TL;DR: It's difficult and complicated

. Lots of detail info you probably didn't want to know.
For reference: I play Odyssey with an HP Reverb G2 on a Ryzen 9 5900X with a 3080 Ti. Like every VR player, I've spend ages fiddling around trying to find the best middle ground between looks and performance. Also, I play exclusively in VR, never on the flat screen.
What your experience ends up being like depends on a few factors (leaving changing hardware aside); the major ones I can think of are the type of headset and thus software platform you're running on, your expectations on visual fidelity and your tolerance to frame rate. Whenever anyone says "it runs horrible" or "it runs perfectly for me" you have to take it with a grain of salt and put it in context with those people's tolerance to visuals and/or frame rate.
Personally, I've ended up with settings that look good enough for me, and I've made my peace with not running 90 fps in every situation; in fact everywhere except open space, I get reprojected 45 fps and I am fine with it. Settings wise, I run a mix of ultra, high and medium settings (can't really remember the details right now), and I run my G2 at 50% in SteamVR, which results in a render resolution in the ballpark of 2200x2200 or so per eye, if I remember correctly, so little to no oversampling (the G2 has a resolution of 2160x2160 per eye). More looks a bit better up to about 80%, but it quickly tends to tank the performance even in light situations, and from 80% upwards I hit diminishing returns and
I cannot see a difference. So I settled on 50% in favor of mostly good performance. There are other people here who crank the heck out of all settings, running the same headset I have on the same hardware on 150% at a resulting 30 fps, and say it runs perfectly for them. Others dial the settings way down because they cannot stand reprojection or dropping below their headset's native refresh rate for a nanosecond. People are very different.
There are also areas where my frame rate absolutely tanks, and there is little I can do about it; this is in places like shipyards, where 20 or 30+ NPC ships are around, at outpost and planetary AXCZs, and at the spire sites. Those are the potential areas where your frame rate will tank no matter what; at the spire sites, I get regular drops down to 30 fps or so. It sucks, but I kind of gotten used to it. Your mileage may vary.
There's also the different platforms to take into consideration. Elite has native support for OpenVR and Oculus, but not OpenXR. My G2 is a WMR headset, so there are additional "translation" layers involved that are a possible source of performance issues (there used to be a brilliant article and image explaining all that on the OpenXR toolkit website, but sadly that page doesn't exist anymore, but it's available on the
wayback machine). It's very possible that people running on native oculus have way less issues than I have running the G2 through steamvr.

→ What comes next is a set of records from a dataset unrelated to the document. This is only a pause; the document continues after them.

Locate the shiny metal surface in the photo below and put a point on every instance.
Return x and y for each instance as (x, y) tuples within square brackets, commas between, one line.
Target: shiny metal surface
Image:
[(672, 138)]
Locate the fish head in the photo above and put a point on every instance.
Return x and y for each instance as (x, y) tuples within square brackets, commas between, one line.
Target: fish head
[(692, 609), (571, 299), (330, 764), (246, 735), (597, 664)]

About the screens and the screen resolution: I do not switch between VR and flat, I only play in VR. For that reason I run the desktop window in 720p unless I plan to record something, then I switch it to 1080p. I think the desktop window is basically the right eye (?) before applying the distortion for the lenses, so there's probably little to no gain in reducing it below 1080p or 720p, and every claim of that is probably the placebo effect

(lots of "I did this and my frame rate improved drastically!" claims probably are).

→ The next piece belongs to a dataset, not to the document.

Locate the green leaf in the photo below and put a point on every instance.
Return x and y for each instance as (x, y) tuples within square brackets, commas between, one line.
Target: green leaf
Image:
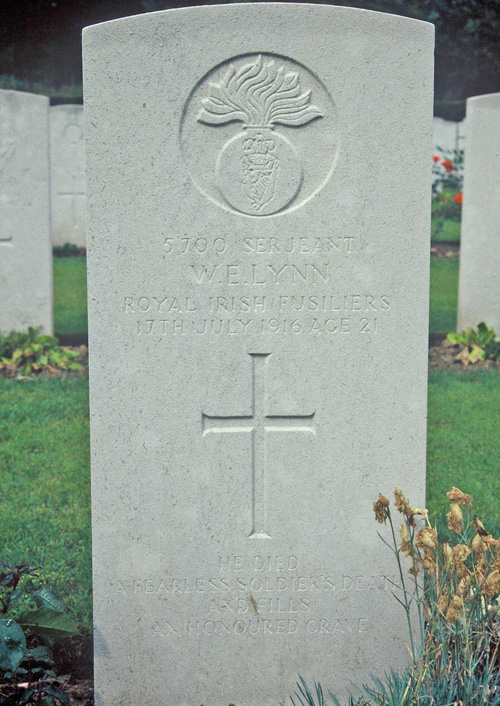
[(48, 598), (48, 701), (40, 654), (48, 623), (58, 693), (12, 645)]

What can hurt the performance might be the number of screens you have going, physical and virtual. Out of the box, WMR creates six virtual screens, I guess that is for app pinning or something, and it
felt like that hurt performance. I disabled this screen allocation through the WMR and it felt better. But, again, it's a
feeling, not a measured improvement.
Anyway, I run Elite along with my two physical screens, and it's okay within the constraints I described above. Depending on what headset you get and what platform it runs on, I would guess having two physical screens is probably near the bottom of the list of potential performance problems you might run into.

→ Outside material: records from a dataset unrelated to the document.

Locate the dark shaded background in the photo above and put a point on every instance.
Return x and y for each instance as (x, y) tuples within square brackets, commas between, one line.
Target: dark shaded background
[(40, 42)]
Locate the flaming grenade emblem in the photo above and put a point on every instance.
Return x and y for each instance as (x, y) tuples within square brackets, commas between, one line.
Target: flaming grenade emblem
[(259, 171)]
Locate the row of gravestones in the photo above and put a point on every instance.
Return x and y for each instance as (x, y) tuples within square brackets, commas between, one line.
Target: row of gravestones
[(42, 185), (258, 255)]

Getting Elite to run to your personal satisfaction can be a journey. But, whatever you do and whatever settings you choose: Disable any ingame upscaling. It looks terrible in VR, can cause visual artifacts and doesn't really help your performance/visuals balance.
Also, be aware that all on foot activity is not VR, it is 2D displayed in your HMD on a large virtual screen. Personally, I made my peace with that and prefer playing on that virtual screen to disrupting my play session, taking off the helmet, walking to my desk and switch to pancake play - my VR seat is not at my desk.